Sometimes I wonder it while I'm humming the anthem or mouthing the words, watching ballplayers scratch and spit and, occasionally, fall asleep on their feet.
There's a phoniness to all the packaged patriotism that sports deploy, like the flags flapping at car dealerships. Buy a ticket, buy a car, be American. Jingoism sells.
A lot of people really love all that rally-round-the-flag stuff and take it very seriously. I've seen fights break out in the bleachers when some fans thought others who didn't doff their hats were being disrespectful.
There was curiosity, then, in seeing how Yankee Stadium fans would react Wednesday night to Toronto Blue Jays slugger Carlos Delgado, who has been refusing to stand for "God Bless America" to protest the war in Iraq.
In this most patriotic of all ballparks, where Yankees boss George Steinbrenner has cranked up the nationalistic displays since the Sept. 11 attacks, Delgado drew only a few boos when he batted and brief chants of "U-S-A! U-S-A!" when he lined out in the top of the seventh.
As it turned out, he didn't have to sit in the dugout when announcer Bob Sheppard introduced the song. After his line-out, Delgado headed for the clubhouse and was removed from the game, the Blue Jays trailing 10-3.
During Toronto's 1-0 loss Thursday at Yankee Stadium, Delgado heard more of the same from fans. He wasn't surprised.
"Not at all. One thing about New York is that they are passionate. You know what they like and don't like," he said.
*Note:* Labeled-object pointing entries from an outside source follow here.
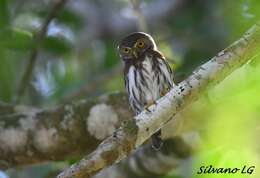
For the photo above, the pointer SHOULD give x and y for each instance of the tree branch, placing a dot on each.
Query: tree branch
(58, 4)
(146, 162)
(134, 132)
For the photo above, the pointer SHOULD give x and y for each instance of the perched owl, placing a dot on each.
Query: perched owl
(147, 74)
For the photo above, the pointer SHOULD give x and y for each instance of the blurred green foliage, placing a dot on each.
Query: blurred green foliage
(80, 48)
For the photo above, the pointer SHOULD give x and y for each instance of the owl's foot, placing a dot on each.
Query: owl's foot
(164, 92)
(149, 103)
(157, 142)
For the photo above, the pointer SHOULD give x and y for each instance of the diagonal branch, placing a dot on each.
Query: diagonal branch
(147, 162)
(58, 4)
(134, 132)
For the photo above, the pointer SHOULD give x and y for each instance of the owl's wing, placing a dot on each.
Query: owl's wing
(166, 76)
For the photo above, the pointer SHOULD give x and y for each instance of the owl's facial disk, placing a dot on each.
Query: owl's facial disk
(135, 45)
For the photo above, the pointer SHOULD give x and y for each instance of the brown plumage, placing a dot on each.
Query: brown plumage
(147, 74)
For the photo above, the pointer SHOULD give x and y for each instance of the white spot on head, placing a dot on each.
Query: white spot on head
(102, 121)
(45, 139)
(13, 139)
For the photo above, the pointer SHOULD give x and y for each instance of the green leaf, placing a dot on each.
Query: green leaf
(70, 18)
(65, 16)
(56, 45)
(16, 39)
(4, 17)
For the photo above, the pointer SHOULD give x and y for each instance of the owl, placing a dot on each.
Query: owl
(147, 74)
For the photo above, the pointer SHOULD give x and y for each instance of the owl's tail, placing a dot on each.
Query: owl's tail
(157, 140)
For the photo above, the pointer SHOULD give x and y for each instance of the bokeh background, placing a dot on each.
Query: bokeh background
(78, 59)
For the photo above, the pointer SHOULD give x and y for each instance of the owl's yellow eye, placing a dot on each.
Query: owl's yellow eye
(140, 44)
(126, 50)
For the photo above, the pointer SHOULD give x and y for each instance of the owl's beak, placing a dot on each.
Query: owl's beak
(135, 53)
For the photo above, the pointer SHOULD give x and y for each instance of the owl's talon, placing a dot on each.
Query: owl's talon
(150, 103)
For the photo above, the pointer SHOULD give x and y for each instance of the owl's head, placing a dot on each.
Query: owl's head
(135, 45)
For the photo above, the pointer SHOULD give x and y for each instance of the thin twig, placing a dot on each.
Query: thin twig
(58, 4)
(142, 25)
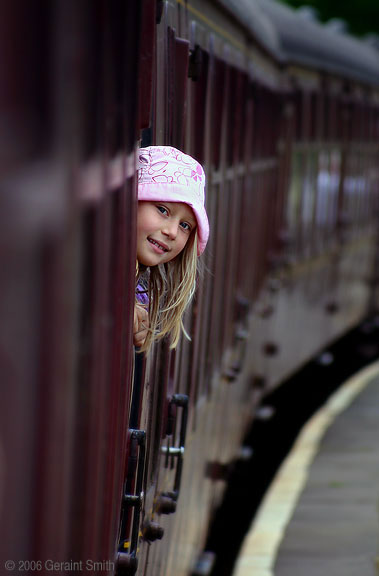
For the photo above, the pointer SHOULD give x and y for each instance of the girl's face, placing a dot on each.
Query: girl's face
(163, 229)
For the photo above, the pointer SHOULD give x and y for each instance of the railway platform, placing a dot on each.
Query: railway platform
(320, 515)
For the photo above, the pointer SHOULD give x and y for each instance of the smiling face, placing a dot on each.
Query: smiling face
(163, 230)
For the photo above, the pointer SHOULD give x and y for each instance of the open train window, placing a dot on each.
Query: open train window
(26, 59)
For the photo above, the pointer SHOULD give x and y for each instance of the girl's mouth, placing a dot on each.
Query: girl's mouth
(160, 247)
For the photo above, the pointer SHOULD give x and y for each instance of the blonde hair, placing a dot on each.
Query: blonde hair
(171, 288)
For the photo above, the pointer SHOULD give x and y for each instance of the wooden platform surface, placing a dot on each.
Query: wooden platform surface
(320, 516)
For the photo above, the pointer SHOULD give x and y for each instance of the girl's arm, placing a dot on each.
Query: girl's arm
(141, 325)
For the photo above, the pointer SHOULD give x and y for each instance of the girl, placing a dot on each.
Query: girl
(172, 231)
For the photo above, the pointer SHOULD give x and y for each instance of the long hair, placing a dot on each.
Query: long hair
(171, 288)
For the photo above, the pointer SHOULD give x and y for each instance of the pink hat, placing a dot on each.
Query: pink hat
(166, 174)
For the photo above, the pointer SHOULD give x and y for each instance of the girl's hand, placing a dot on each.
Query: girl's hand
(141, 325)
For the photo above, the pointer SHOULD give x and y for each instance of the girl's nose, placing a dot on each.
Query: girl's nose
(171, 229)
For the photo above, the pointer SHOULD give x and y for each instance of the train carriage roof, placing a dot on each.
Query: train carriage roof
(291, 39)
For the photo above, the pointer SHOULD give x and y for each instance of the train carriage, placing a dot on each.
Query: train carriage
(108, 460)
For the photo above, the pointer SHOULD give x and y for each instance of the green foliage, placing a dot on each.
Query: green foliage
(362, 16)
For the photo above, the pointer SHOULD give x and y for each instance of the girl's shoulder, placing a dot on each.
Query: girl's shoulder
(142, 290)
Yet no one went nuts over Delgado. No one threw balls or bottles at him. Civility and polite political discord prevailed. Let's hope it stays that way.
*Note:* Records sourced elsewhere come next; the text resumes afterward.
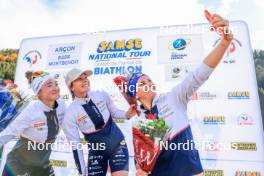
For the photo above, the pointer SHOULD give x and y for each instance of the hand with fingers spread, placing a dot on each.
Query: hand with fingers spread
(132, 111)
(220, 25)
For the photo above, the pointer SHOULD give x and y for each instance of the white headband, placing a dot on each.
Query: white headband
(39, 81)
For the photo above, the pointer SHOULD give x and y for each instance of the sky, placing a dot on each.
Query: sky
(21, 19)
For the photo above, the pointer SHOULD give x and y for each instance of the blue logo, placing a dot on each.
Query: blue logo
(179, 44)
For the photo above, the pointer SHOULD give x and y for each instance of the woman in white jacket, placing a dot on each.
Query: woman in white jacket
(36, 126)
(91, 112)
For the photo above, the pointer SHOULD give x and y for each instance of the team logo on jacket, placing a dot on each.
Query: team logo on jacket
(247, 173)
(39, 125)
(82, 119)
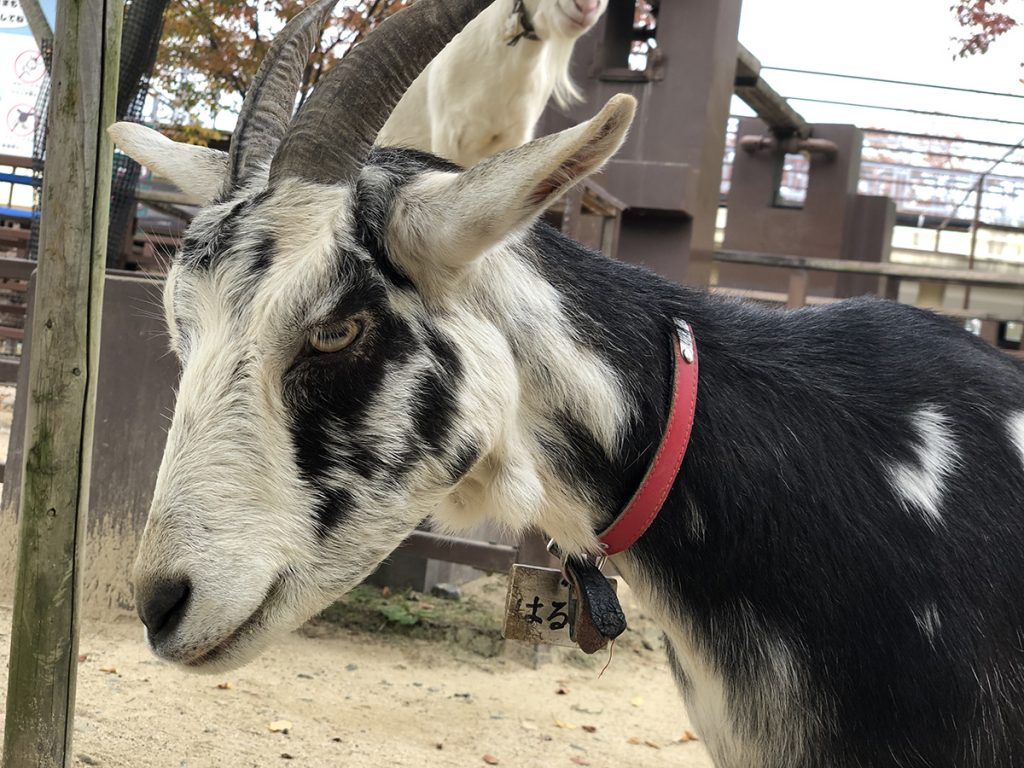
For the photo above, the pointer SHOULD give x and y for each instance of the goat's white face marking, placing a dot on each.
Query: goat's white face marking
(922, 483)
(1015, 426)
(567, 18)
(289, 474)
The Blue Jays' franchise leader in home runs and RBIs, Delgado is that rare ballplayer who exhibits a conscience about social issues and has the conviction to express himself in his own small way.
He has chosen, most of this season, to do that by sitting in the dugout or ducking into the clubhouse during the singing of Irving Berlin's prayerful ode, introduced by Kate Smith during her radio broadcast on Armistice Day, 1938.
Baseball commissioner Bud Selig said he understood Delgado's position, knew it was a sensitive subject, and wants to talk with him about it.
It was Selig who ordered all teams to play "God Bless America" in the aftermath of Sept. 11. Yankee Stadium is the only park in the majors where the song has been played every game since the attacks.
Some might see that as simply a show of patriotic support. Others might see it as a form of political persuasion, inserting God and America into a ballgame.
Delgado said he was "not trying to get anyone mad."
For him it's a personal matter, a way of expressing what he feels about an issue he believes is important.
That's more than most athletes are willing to do.